Monomethylarsonous acid (MMAIII) is more toxic than arsenite in Chang human hepatocytes.

Abstract Methylation has been considered to be the primary detoxication pathway of inorganic arsenic. Inorganic arsenic is methylated by many, but not all animal species, to monomethylarsonic acid (MMA V ), monomethylarsonous acid (MMA III ), and dimethylarsinic acid (DMA V ). The As V derivatives have been assumed to produce low toxicity, but the relative toxicity of MMA III remains unknown. In vitro toxicities of arsenate, arsenite, MMA V , MMA III , and DMA V were determined in Chang human hepatocytes. Leakage of lactate dehydrogenase (LDH) and intracellular potassium (K + ) and mitochondrial metabolism of the tetrazolium salt XTT were used to assess cytotoxicity due to arsenic exposure. The mean LC50 based on LDH assays in phosphate media was 6 μM for MMA III and 68 μM for arsenite.
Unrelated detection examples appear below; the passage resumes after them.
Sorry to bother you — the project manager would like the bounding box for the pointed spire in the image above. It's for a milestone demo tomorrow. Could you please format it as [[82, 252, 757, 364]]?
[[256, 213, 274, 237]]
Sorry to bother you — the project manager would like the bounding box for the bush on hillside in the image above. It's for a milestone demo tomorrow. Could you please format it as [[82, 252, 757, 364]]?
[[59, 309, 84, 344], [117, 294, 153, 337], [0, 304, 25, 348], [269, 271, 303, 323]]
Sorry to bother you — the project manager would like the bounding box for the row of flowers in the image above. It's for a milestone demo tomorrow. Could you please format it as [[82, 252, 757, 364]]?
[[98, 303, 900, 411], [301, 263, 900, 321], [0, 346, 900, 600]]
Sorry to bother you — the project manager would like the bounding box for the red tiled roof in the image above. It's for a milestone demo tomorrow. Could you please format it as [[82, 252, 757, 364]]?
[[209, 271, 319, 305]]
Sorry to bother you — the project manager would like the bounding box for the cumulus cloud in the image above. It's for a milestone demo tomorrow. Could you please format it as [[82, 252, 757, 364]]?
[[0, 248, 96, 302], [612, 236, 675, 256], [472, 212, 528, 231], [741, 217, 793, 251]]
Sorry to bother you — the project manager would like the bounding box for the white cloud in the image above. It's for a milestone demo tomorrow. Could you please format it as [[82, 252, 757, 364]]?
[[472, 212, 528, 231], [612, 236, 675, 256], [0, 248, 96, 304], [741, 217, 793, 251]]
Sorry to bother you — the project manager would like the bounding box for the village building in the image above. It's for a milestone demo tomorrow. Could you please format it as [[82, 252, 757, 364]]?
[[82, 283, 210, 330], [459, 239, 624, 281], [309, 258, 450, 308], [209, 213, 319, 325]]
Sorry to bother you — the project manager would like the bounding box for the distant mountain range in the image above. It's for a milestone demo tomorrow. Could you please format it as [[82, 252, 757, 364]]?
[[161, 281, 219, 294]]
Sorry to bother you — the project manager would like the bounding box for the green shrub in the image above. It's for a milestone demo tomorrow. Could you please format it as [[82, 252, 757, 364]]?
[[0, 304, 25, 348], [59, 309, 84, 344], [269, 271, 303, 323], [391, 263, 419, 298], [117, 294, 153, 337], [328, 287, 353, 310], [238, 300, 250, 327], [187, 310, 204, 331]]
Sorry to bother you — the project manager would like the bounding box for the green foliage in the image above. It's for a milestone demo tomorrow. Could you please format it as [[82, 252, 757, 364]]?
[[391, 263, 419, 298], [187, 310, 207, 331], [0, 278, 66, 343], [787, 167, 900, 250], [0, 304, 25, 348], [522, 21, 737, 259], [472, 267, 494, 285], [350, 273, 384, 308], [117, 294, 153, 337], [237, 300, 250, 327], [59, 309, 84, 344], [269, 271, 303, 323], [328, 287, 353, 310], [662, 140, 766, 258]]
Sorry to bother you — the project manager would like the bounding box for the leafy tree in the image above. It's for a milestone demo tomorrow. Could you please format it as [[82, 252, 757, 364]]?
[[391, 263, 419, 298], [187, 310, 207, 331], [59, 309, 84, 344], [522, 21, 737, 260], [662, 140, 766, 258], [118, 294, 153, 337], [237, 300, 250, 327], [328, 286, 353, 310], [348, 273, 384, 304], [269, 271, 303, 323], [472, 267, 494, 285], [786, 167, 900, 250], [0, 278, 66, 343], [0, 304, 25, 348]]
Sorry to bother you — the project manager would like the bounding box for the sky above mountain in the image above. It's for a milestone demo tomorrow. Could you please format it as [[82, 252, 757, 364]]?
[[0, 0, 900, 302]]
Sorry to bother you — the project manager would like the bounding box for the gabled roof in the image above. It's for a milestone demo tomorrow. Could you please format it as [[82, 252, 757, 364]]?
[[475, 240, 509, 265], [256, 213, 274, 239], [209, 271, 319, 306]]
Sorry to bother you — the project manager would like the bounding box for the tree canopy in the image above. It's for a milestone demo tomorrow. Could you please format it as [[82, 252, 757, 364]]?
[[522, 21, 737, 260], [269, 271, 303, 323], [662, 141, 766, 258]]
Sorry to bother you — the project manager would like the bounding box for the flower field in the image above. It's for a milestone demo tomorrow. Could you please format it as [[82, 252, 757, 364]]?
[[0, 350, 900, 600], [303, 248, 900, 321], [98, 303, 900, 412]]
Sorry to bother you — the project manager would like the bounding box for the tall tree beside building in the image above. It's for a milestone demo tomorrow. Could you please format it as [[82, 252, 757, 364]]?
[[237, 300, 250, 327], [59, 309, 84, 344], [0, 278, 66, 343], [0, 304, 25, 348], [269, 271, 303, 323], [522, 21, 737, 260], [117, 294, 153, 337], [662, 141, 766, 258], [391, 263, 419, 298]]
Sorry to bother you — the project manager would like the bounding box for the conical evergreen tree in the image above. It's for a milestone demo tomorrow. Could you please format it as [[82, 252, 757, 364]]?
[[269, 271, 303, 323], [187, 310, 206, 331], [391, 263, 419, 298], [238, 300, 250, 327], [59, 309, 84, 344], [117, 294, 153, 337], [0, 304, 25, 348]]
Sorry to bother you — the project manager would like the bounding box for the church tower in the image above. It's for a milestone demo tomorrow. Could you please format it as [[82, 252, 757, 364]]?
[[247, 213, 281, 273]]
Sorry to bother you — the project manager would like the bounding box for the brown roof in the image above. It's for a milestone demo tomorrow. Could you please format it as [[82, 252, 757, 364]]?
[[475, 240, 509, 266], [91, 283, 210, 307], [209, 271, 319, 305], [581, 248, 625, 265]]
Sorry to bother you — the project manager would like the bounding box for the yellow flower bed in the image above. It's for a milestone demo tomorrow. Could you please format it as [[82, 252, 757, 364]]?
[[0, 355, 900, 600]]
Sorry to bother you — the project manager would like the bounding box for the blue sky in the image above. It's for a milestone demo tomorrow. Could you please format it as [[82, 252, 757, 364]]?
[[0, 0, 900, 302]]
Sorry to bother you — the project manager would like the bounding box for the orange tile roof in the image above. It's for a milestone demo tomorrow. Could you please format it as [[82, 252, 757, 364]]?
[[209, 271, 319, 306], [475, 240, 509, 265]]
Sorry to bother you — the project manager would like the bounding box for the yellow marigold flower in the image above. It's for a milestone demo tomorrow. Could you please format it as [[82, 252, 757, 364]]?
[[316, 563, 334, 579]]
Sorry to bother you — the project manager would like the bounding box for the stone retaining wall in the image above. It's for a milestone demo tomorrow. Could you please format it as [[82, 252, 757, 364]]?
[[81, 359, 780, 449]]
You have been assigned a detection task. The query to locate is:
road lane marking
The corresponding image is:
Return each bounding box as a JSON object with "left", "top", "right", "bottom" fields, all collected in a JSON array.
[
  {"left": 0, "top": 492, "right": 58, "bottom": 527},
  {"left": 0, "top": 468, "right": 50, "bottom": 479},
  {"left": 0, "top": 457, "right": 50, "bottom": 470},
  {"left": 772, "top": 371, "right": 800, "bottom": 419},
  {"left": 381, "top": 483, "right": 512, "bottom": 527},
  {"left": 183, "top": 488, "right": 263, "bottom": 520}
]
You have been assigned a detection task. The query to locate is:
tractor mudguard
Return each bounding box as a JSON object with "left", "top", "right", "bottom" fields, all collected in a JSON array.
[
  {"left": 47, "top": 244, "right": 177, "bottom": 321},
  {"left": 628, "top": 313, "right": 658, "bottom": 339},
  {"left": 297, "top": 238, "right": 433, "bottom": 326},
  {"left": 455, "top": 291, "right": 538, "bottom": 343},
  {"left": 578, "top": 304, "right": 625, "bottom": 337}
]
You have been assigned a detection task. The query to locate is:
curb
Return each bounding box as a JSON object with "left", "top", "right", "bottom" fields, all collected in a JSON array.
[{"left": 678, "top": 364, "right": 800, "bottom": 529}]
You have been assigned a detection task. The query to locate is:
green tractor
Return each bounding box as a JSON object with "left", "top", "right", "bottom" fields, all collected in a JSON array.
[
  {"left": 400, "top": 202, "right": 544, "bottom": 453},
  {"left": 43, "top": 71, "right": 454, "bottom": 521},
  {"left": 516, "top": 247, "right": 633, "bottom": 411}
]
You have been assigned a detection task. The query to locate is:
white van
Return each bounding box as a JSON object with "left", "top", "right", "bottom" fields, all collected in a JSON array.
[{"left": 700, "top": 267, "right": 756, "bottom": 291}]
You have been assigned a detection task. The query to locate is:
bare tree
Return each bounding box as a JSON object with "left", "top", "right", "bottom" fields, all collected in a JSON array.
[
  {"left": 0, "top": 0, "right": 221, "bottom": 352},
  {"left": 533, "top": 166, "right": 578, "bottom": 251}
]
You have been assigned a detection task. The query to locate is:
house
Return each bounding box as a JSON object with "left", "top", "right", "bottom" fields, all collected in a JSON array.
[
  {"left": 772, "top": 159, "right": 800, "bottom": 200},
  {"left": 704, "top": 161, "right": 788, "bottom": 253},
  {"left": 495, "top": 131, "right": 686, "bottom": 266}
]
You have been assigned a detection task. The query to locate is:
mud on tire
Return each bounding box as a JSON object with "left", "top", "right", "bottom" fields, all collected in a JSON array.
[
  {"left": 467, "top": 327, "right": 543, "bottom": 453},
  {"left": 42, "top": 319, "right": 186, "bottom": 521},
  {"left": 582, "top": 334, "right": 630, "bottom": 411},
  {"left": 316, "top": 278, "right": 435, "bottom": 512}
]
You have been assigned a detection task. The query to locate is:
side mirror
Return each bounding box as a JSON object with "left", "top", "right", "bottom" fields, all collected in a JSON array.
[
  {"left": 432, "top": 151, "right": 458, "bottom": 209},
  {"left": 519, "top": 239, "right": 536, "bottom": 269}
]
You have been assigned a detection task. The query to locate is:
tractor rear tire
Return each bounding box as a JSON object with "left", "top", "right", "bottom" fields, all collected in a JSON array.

Using the assay for K + leakage in phosphate media, the mean LC50 was 6.3 μM for MMA III and 19.8 μM for arsenite. The mean LC50 based on the XTT assay in phosphate media was 13.6 μM for MMA III and 164 μM for arsenite. The results of the three cytotoxicity assays (LDH, K + , and XTT) reveal the following order of toxicity in Chang human hepatocytes: MMA III > arsenite > arsenate > MMA V = DMA V . Data demonstrate that MMA III , an intermediate in inorganic arsenic methylation, is highly toxic and again raises the question as to whether methylation of inorganic arsenic is a detoxication process.